I say all this because I want you to understand how sad I am that I can't actually figure out how this game works.
Basic mechanics I get:
Movement from time-location to time-location.
Use of objects
The BEAR pool vs. Zero Hour pool
Winning and Losing (I think)
Basic mechanics I don't get:
Set the scene
Modifications and modification stems
Splitting the timeline
Creating new anchorpoints
Destruction of objects
So basically, I get the set-up and the mechanical interactions. What I don't get is how to actually do things.

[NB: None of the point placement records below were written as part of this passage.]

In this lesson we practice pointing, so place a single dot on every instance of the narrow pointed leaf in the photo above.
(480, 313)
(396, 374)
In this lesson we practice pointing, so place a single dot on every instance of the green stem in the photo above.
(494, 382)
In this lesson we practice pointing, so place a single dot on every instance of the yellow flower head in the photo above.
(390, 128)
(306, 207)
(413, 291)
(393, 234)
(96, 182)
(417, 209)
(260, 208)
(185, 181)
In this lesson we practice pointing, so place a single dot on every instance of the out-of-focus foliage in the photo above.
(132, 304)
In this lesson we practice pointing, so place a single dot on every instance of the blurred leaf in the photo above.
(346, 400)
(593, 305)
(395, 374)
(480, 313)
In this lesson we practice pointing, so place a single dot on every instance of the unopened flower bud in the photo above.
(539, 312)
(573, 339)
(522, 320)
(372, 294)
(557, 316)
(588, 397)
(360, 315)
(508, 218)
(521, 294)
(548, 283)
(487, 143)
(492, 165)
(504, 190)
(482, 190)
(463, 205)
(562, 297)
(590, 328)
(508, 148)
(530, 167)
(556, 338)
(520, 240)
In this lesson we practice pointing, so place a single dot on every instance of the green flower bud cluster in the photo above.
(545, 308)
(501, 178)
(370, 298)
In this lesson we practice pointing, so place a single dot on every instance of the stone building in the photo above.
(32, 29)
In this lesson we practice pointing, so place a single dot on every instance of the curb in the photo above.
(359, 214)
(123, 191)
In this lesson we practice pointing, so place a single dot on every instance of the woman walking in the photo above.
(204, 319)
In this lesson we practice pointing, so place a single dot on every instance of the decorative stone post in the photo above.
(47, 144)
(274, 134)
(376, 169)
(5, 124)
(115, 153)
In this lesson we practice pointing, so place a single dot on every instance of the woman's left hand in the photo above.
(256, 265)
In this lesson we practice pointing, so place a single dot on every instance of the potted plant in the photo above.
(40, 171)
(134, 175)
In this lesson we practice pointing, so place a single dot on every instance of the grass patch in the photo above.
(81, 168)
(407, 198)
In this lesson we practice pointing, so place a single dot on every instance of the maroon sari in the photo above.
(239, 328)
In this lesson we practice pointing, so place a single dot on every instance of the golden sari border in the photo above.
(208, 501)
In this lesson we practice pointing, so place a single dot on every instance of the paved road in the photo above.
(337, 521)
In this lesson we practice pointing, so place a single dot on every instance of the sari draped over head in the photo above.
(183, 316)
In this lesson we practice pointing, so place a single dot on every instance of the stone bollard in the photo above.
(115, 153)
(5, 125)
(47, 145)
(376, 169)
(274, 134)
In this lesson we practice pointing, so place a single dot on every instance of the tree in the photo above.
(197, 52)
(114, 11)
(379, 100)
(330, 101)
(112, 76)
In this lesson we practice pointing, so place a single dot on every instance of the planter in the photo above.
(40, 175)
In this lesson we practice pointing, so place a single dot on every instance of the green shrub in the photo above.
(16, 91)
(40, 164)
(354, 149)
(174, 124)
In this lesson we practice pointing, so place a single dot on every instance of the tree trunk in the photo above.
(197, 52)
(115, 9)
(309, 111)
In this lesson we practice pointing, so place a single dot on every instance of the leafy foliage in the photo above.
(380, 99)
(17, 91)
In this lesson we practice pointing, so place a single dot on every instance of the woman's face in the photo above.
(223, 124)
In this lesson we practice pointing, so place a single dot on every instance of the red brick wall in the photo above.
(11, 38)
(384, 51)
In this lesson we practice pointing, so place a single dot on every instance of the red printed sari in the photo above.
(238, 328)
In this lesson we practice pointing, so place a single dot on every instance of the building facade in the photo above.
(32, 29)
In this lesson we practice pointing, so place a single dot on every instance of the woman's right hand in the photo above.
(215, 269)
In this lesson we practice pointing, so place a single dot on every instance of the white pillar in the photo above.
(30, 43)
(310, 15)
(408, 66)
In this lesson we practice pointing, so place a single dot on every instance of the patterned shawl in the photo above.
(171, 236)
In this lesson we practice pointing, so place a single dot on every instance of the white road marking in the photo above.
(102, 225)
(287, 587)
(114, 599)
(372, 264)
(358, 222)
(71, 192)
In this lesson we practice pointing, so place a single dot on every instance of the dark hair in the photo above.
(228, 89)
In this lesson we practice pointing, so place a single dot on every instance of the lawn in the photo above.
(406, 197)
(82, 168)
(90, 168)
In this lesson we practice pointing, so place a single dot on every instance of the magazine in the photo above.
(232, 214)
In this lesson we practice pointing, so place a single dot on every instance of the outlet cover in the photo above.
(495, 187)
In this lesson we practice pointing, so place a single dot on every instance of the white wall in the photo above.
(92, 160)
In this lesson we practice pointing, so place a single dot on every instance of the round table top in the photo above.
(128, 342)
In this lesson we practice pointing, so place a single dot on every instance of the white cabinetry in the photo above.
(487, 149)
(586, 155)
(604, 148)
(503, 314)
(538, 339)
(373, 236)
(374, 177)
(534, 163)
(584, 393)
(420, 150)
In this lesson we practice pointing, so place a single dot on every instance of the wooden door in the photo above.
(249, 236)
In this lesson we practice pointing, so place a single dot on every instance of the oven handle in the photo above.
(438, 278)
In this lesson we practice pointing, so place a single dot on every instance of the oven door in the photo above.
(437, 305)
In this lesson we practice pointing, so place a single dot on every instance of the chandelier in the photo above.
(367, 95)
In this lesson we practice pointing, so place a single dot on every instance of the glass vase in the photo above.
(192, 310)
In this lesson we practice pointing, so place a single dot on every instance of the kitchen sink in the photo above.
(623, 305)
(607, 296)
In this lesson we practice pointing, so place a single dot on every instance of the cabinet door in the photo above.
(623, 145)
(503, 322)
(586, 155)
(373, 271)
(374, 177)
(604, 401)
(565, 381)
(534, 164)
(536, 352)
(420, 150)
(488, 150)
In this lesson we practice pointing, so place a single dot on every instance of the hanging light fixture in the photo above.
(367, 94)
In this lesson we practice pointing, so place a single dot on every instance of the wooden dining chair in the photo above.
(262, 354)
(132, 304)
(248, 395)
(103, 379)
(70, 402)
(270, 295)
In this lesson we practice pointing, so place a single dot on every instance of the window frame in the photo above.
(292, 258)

I think part of my problem is that the modifications are such weaksauce, and framed in a very narrator-centric, rather than character-centric, way. So if someone has set up "and Nobunaga is about to give the order to burn the monastery ..." and then I show up with a "yes, but..." what does that mean? That my character is interfering somehow? That "circumstances" are interfering, whether or not its due to my characters action? If it is my character's action, how do I cope with "had a side effect" or whatever. In short, the list is much more of a bunch of improv narration tricks than anything that a character might do. In some cases, such as "side effect ... " they are explicitly anti-character. This makes it very hard to engage with, or understand how it's supposed to work in play. I would love to see a more refined set of items, specifically about character actions.
Split timelines are completely nuts to me. I can't figure out how they work, both in terms of physical arrangement of the play space (where does the card go relative to the others?) and in terms of play (does a split timeline mean new anchor points? If not, how do we deal with it? Maintain ambiguity?)
When I create new anchorpoints, do those become new things I have to fix before winning?
When objects are destroyed, how do we demarcate the anchorpoints where that object is still available?
I would also love to see some interplay between BEAR agents and COYOTE agents at a personal level. I mean, these are our future selves, right? What does it mean, that we're all going to turn? When will that happen and why? I'd love to be able to play with this, but I don't see how, given the present structure, I could go there.
Anyway, I really love this game, and hope it sees further development. If anyone can explain the issues I mentioned to me, I'd love to play it. Regardless, it's worth checking out for anyone.